Halo, rinai.
Rinai hujan yg selalu sendu tapi membahagiakan.
Tidakkah kau lelah turun seharian?
Jakarta mendung hari-hari ini, yang juga kelabu.
Tak seperti lagu.
Ah..
Entah sudah berapa ribu jam yg kulewati untuk menulis.
Tergantikan oleh seorang lelaki, tempatku bercerita.
Yang akhirnya muak.
Dengan cerita omong kosongku.
Dengan cerita mimpi tinggiku.
Bahwa manusia diciptakan suka berkeluh kesah.
Bahwa tiada manusia tempat mengadu.
Tahun lalu, ialah tahun yg sulit.
Tahun dimana ia mulai jatuh sakit dan tidak bekerja.
Tahun dimana segala peraturan membosankan jalan cerita kami.
Membatasi hal yang menyenangkan kami.
Saat bertengkar lalu mesra setiap hari.
Saat saling mendorong lalu berpeluk erat.
Saat saling menghinakan lalu memuji.
Saat menangis untuk terbahak, lalu tergelak untuk menguras airmata.
Saat kita, mempertanyakan diam-diam dalam hati.
Apakah masih ada kita?
Dan bulan lalu, kau pun memilih pergi.
Kau memilih mati dari kita.
Kau ingkari janji besar sebagai balasan ribuan janji kecil yang ku ingkari.
Janji untuk bangun selalu pagi.
Janji untuk tidak manja.
Janji untuk tak banyak bicara.
Janji untuk menjadi yang ia butuhkan.
Kau membisu.
Dalam detik demi detik yang membuat frustasi.
Dalam malam demi malam yang bergelombang.
Aku menjerit, meski di kotak besi.
Aku terluka.
Namun aku tidak bisa berhenti.
Menunggumu kembali temukan jalan pulang.
Hingga minggu lalu, kau pulang.
Kau riang seperti pagi.
Kau hangat seperti siang.
Kau lembut seperti senja.
Kau melindungi seperti malam.
Hidupku sempurna.

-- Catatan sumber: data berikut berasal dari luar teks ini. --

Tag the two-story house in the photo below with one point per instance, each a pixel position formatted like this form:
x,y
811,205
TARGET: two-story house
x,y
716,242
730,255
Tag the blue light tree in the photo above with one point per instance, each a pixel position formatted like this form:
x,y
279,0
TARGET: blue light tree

Selama satu minggu.
Hingga kau kembali mempermasalahkan hal-hal kecil yang tak bisa kau terima.
Hingga kau kembali membutuhkan jarak.
Jarak yang sangat jauh dan berdinding tinggi.
Kita bertemu tapi tak menatap.
Kita bersama namun tak bicara.
Kita ada namun tiada.
Apakah masih ada kita?
Aku hanya akan tetap mencintaimu.
Because always means always.
Bahwa tiada manusia tempat mengadu.
Bukan pula buku harian digital ini.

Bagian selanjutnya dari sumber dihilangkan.